Hedgehogs are high on many gardeners’ ‘would like to meet’ list, so create a mini hedgehog habitat in a quiet corner of your garden for the best chance of receiving a spiky visitor in the night.
You can buy special hedgehog food, but meat-based dog food and cat food (not containing fish) works too, along with a shallow dish of water – you might also want to leave small access holes at the bottom of your fences.
A bird bath can attract many more winged visitors to your garden, perfect for bird watching. Keep it in the shade to prevent it from drying out. This should mean you can rely on rainwater to fill it for longer and also slows algae growth, which thrives in direct sunlight.
If you opt for a moving water feature such as a fountain, it will probably come with a filter in the pump. The slimy stuff that accumulates on the filter isn’t very pleasant, but it is rich in nutrients, so use it as fertiliser for your flowerbeds.
Wildflowers are equally happy growing in bare soil as they are growing through grass, so it’s up to you whether to make a meadow retained in a flowerbed or scatter seeds on an area of lawn.
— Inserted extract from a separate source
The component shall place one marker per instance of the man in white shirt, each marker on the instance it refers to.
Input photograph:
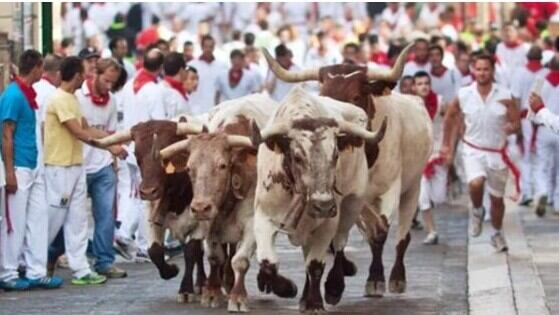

Either way, a good mix of wildflowers should attract butterflies and bees into your garden, and thorny teasel can bring in goldfinches, especially in autumn as the tufty flower heads dry out.
You might not use your garden at night, but nocturnal wildlife does, including hedgehogs, foxes and a particular friend to gardeners – bats.
Keep night lighting to a low, plant fragrant night-time flowers and consider putting up a bat box, and you can expect these lovable flying mammals to take up residence, keep the midge and mosquito population under control, and deposit richly fertilising guano on your shrubberies in return.
A compost heap is a great way to make your own fertiliser from garden cuttings, glass clippings and the right kinds of kitchen food waste.
Compost needs to drain, so make sure liquids can run off from the bottom of your compost container – this also leaves somewhere for microbugs to get in and help the digestion along.